VERMILLION, S.D. -- Ten students from the University of South Dakota recently traveled to Mission Hill, S.D., to work with Hebda Family Produce, a community-supported farm that practices sustainable agriculture techniques. The students assisted in weeding gardens and conducting general farm maintenance while learning about the benefits of sustainable farming and community supported agriculture.
The service-learning project took place on Saturday, Sept. 13 through the Alternative Week of Off-campus Learning (AWOL) program. AWOL designs Alternative Weekend experiences to provide students with short-term service-learning opportunities that focus on important local and regional issues. Each month a different Alternative Weekend takes place, providing an outlet for students to explore social issues relevant to the region and build a closer connection with the local community.
Like other AWOL events, Alternative Weekends are entirely student-led and included Emily Chapa of Ellsworth, Minn.; Sarah Kuegle of Rapid City, S.D.; Rachel Saltness of Rochester, Minn.; Lauren Fanta of Yankton, S.D.; Hannah Mulder of Magnolia, Minn.; Morgan Piehl of Coal City, Ill.; Janelle Galpin of Vermillion, S.D.; Allison Reuland of White Lake, S.D.; Nathan Bedoya of Yorba Linda, Calif.; and Jacob Akerson of Sioux Falls, S.D. The site leader for the event was Emily Hattouni of Lakeville, Minn.

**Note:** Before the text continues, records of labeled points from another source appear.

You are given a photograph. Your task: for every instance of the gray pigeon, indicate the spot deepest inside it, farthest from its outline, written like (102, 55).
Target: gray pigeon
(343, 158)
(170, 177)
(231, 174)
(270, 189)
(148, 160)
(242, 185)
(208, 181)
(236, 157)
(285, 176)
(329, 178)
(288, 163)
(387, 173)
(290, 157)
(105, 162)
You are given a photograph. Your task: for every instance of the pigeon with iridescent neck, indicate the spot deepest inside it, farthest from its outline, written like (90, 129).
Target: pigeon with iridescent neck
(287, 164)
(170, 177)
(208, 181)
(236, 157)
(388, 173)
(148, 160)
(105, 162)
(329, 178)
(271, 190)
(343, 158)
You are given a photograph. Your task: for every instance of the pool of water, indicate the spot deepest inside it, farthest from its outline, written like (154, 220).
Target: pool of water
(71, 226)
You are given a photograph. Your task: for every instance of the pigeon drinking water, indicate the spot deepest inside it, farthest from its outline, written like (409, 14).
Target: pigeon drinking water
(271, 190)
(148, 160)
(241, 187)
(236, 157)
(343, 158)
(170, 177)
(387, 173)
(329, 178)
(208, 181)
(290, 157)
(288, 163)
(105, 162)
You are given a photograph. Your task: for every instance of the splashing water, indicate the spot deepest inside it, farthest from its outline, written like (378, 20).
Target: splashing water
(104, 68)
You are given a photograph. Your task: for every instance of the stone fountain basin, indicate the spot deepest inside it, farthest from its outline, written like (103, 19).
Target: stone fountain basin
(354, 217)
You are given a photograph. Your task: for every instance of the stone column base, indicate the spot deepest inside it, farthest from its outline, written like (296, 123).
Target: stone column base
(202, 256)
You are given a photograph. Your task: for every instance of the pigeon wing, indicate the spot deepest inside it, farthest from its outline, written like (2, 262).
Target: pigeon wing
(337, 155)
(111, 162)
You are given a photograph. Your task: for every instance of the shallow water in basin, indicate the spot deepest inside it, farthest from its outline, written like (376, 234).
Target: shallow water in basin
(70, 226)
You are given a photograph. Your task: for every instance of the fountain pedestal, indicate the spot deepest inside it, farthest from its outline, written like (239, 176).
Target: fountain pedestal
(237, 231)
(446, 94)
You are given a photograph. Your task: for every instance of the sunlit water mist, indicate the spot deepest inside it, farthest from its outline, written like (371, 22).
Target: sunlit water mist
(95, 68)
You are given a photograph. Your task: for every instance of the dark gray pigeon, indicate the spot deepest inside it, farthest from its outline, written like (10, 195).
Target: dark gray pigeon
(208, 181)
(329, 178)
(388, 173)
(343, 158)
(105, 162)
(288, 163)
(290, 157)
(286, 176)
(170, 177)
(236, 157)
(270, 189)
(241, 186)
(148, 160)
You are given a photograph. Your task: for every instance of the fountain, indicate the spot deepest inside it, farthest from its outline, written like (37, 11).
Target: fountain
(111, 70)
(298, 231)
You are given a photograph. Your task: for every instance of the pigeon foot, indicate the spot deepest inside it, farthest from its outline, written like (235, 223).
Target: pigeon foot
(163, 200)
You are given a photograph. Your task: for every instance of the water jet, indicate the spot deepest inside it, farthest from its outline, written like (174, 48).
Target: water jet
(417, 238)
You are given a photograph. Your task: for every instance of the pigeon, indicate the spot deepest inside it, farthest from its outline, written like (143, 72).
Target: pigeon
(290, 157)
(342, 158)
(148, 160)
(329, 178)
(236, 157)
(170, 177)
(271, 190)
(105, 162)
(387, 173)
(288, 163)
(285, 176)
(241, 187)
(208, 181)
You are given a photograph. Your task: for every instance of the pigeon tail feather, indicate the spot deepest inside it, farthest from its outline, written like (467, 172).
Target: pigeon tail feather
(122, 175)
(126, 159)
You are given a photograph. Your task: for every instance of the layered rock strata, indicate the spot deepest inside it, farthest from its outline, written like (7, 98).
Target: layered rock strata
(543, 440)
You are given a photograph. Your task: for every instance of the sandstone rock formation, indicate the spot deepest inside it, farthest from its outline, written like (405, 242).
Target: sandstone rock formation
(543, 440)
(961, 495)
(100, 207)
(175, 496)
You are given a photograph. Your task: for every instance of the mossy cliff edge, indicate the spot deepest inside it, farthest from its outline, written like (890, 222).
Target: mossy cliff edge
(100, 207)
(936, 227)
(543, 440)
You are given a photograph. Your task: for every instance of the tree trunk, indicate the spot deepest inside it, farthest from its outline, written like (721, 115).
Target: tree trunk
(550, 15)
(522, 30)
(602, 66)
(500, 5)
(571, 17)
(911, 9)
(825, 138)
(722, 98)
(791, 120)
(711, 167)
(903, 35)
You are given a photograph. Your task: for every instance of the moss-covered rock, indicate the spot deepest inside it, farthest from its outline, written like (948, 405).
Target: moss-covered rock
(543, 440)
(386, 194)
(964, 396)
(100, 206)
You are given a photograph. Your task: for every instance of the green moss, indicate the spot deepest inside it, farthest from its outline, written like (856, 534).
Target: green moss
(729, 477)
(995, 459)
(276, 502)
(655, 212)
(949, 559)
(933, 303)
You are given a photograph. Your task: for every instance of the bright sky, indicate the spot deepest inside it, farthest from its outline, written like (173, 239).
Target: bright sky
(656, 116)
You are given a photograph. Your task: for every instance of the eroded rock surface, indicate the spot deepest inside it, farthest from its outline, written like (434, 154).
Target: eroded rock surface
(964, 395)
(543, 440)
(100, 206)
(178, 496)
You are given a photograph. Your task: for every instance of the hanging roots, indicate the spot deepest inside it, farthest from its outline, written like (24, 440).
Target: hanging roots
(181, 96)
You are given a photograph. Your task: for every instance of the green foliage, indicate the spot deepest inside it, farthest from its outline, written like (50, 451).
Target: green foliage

Hebda Family Produce began in 2002 when the family’s eldest son entered vegetables grown from his backyard into the Bon Homme County Fair. Today, it is a full-scale, family-run business. Comprised of a 55-acre orchard, a berry farm and an apple shed which is used to sort more than 10 different varieties of apples; Hebda’s Family Produce employs sustainable practices and works consistently to produce chemically-free products.